SURFACTANT ADSORPTION AT FLUID-FLUID INTERFACES WITH APPLICATIONS TO ALKALINE FLOODING (SURFACE TENSION, INTERFACIAL, DYNAMICS)

Adsorption of surfactants at fluid-fluid interfaces is studied with respect to equilibrium and dynamic behavior.;A consistent treatment of adsorption dynamics is formulated using a continuum approach. Surfactant transport in the bulk is assumed to consist of diffusion (and convection) with constant transport coefficients. Activation energy barriers to solute exchange between the bulk and the dividing surface are represented by means of kinetics of interphase reactions.;This treatment is used to develop diffusion-kinetic models for gas-liquid systems under stagnant batch conditions and for liquid-liquid systems under gyrostatic conditions of the spinning drop tensiometer. In the liquid-liquid case, the acidic oil/caustic system of alkaline flooding for enhanced oil recovery is investigated. This system is characterized by in situ generation of surfactants. By proposing a set of interfacial reactions, a chemical diffusion-kinetic model is developed. The resulting equations are solved with consideration to the changing geometry of the drop accompanying changes in interfacial tension in the spinning drop tensiometer.;Observations of dynamic interfacial tension minima in these systems are explained in terms of relative magnitudes of the adsorption and desorption barriers. Dynamic interfacial data for Wilmington Field (C-331) crude oil against caustic solution are correlated with the model.

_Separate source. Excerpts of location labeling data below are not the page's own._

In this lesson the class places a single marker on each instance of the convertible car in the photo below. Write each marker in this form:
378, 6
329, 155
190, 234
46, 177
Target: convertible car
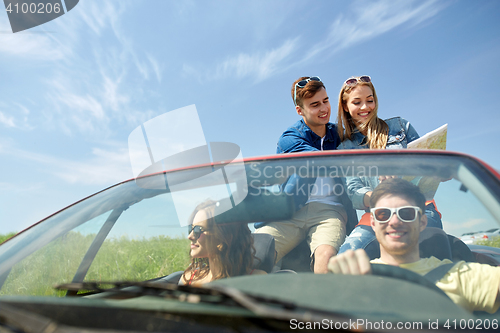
112, 261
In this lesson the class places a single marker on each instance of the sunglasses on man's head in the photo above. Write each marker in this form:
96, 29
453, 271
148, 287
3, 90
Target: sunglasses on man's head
405, 214
353, 81
197, 230
302, 84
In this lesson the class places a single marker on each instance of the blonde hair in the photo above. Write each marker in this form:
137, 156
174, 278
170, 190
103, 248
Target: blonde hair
375, 128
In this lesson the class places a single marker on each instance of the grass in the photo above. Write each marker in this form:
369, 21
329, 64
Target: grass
120, 259
494, 242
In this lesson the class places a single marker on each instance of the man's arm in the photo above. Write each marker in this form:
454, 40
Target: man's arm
350, 262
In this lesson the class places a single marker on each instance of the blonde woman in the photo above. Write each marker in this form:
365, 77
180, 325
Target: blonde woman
359, 127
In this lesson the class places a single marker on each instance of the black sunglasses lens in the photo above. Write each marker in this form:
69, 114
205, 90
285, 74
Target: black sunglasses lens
407, 214
382, 214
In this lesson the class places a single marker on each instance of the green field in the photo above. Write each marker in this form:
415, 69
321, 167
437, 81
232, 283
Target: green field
120, 259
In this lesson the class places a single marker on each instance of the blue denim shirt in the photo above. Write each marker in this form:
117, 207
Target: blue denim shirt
401, 132
299, 137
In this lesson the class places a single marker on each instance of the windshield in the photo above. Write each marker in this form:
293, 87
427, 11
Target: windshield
136, 232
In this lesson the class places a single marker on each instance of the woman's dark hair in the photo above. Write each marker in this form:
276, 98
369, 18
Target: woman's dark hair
230, 244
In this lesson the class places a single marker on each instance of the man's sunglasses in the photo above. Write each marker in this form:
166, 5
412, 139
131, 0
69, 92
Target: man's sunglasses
302, 84
197, 230
405, 214
353, 81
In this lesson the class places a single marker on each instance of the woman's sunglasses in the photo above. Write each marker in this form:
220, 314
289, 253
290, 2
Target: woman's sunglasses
405, 214
302, 84
353, 81
197, 230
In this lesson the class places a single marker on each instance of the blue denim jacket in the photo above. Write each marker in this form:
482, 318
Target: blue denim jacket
401, 132
300, 137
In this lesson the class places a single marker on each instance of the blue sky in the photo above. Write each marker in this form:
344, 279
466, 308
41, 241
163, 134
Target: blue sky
73, 89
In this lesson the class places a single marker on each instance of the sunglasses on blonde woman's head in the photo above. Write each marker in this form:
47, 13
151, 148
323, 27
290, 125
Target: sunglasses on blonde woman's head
354, 80
197, 230
405, 214
302, 84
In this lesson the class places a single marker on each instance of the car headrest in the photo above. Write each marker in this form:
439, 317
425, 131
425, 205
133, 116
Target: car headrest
432, 242
264, 252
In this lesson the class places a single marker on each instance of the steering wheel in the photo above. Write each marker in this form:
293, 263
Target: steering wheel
404, 274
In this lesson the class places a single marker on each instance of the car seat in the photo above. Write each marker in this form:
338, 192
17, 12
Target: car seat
265, 254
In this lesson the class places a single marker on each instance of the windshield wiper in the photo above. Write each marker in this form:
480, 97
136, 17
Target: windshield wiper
266, 307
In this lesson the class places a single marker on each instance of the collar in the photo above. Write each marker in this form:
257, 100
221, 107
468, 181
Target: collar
329, 136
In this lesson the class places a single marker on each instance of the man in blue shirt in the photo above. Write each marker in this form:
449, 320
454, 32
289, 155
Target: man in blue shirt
321, 217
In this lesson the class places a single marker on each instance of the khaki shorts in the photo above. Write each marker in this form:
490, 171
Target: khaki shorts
321, 224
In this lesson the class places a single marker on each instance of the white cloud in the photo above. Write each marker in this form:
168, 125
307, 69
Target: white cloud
372, 19
39, 46
259, 65
157, 68
368, 20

Being a chemical model, interfacial reaction rate constants so obtained are independent of the aqueous phase composition.;An equilibrium model is developed wherein the surface concentration of ionic surfactants is distinguished from their surface excess concentration by the contribution from the electrical double layer. Only surface concentrations are assigned to the dividing surface and the adsorption process is regarded as an interphase reaction. Adsorption isotherms are derived from considerations of interphase reaction equilibria.;A continuous flow model is developed to assess the role of dynamic effects in alkaline flooding processes. Axial dispersion of caustic and its uptake by the reservoir rock are taken into account. An unsteady state solution is obtained when a linear isotherm governs the caustic uptake by the reservoir rock while a steady state solution is obtained for a Langmuir isotherm. Predictions of interfacial tension behavior are made for Wilmington Field crude oil.